Mold beetle, Latridiidae sp.

referred to with increasing frequency as the black mold beetle Ocypus olens

  • Look: Normal latridius brown to black, 0.25 to 3 mm, larvae whitish-yellow, hairy and around 3 mm long; Black mold beetle matt black and a good 2-3 cm in size, the larva looks quite similar to the beetle

  • Way to the house: All mold beetles live as natural decomposers, living well hidden in hay and straw, leaves and mulm of forests, but specialized in that they are mycetobiont, i.e. dependent on fungi. The small mold beetles migrate into insufficiently dried out new apartments and densely insulated but insufficiently ventilated old buildings with the formation of mold, black people Mold beetles should often be brought into the house with bark mulch from the forest, but they only stay if they have damp walls, mold spores in animal feed or the like find.

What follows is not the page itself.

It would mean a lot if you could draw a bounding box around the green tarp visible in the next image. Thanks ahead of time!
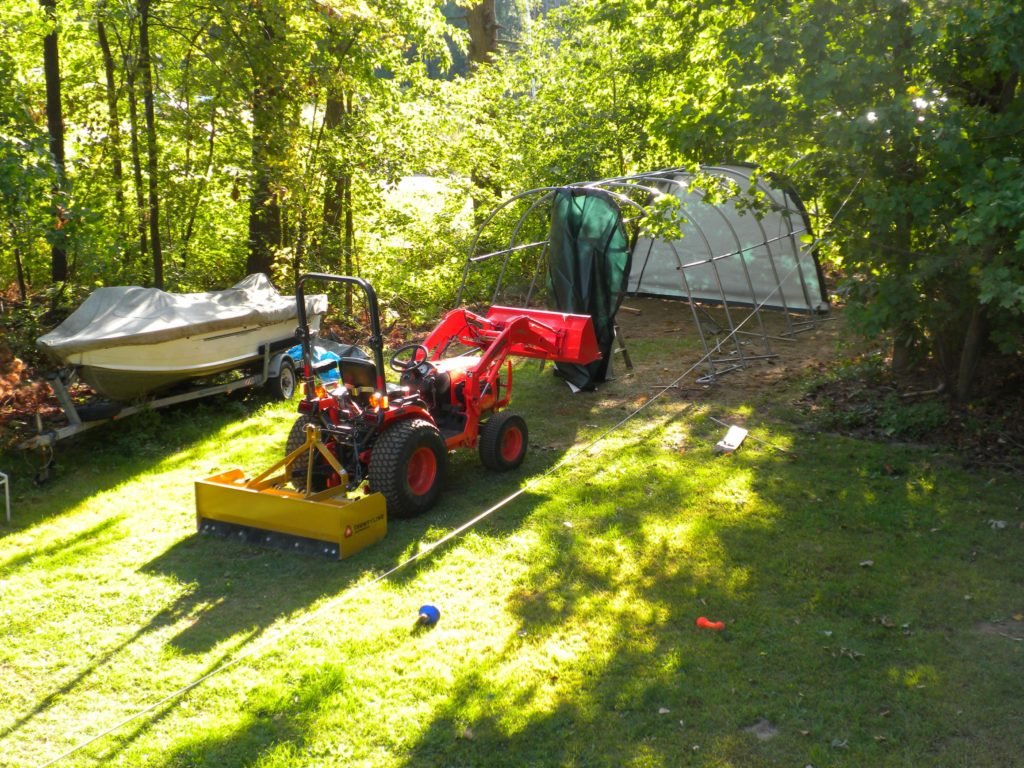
[548,187,632,389]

  • Damage: Rarely causing damage when they get into food supplies, the pests act as nature indicators to prevent the development of problematic mold infestations

  • Combat: Disappears when the nourishing molds die off, before there is a visible "mold problem" simply by reducing the humidity in the affected rooms. Mold beetles only die below 65% humidity, so airing and drying out damp areas is recommended here anyway. Beetles and larvae can be placed in the garden (do not touch black mold beetles, the predatory mini scorpion bites and squirts smelly liquid), where they "do their job", larvae are said to be an insider tip against slugs be

Fur beetle, Attagenus pellio

Spotted fur beetle (Attagenus pellio)
AfroBrazilian, Attagenus pellio 01, edited by Hausgarten, CC BY-SA 3.0
  • Look: Black and even covered with dense fur, 3.5 - 6 mm, golden yellow larvae a good 1 cm long

  • Way to the house: As a determined culture follower, it is more likely to be found around people than in the wild, and likes to fly into the house from bird nests and flowers in the garden

  • Damage: Eats according to the name, whereby the larvae also include stuffed animals, upholstery, woolen blankets, carpets and other textile-like materials among the furs

  • Combat: Have infested textiles dry-cleaned or freeze them for several days, place beetles and larvae in the garden, where they distribute nectar and pollen, or remove carcasses with fur as larvae

bacon beetles, Dermestidae, e.g. B. as the carpet beetle Anthrenus scrophulariae

Bacon beetle larva André Karwath aka Aka, Anthrenus verbasci – larva front (aka), edited by Hausgarten, CC BY-SA 2.5.
André Karwath aka Aka, Anthrenus verbasci – larva side (aka), edited by Hausgarten, CC BY-SA 2.5.
  • Look: Compact, rounded, mottled brown or black and approx. 1 cm long, larvae light brownish, hairy and slightly longer

  • Way to the house: They live all over the world and come into the house “on foot” or with groceries (pet food, etc.).

  • Damage: In the event of an extreme infestation, the scavengers also eat skins and wool, feathers and animal feed and can eat passages in wood or plaster

  • Combat: Dispose of infested, 1 hour heat in the oven to 60 °C, boil in water, have it cleaned dry, freeze for a good week, sweep up beetles and larvae after all dead insects have been eaten and throw them outside

Conclusion

If someone wants to sell products to keep insects out, the following knowledge may help you in discussing/considering the advisability of Use: From 0.1 mm, a crack or hole is large enough to let through newly hatched larvae from eggs, which the mother insect is right next to as a precaution were placed. In order to deny all insects access, you would ultimately have to shrink-wrap your furniture in a kind of nano-foil, her house and herself but then probably also it is doubtful that such measures really make the feeling of living increase. It is better to live with normal fly screens, which do not cost a lot, but occasionally let an insect through.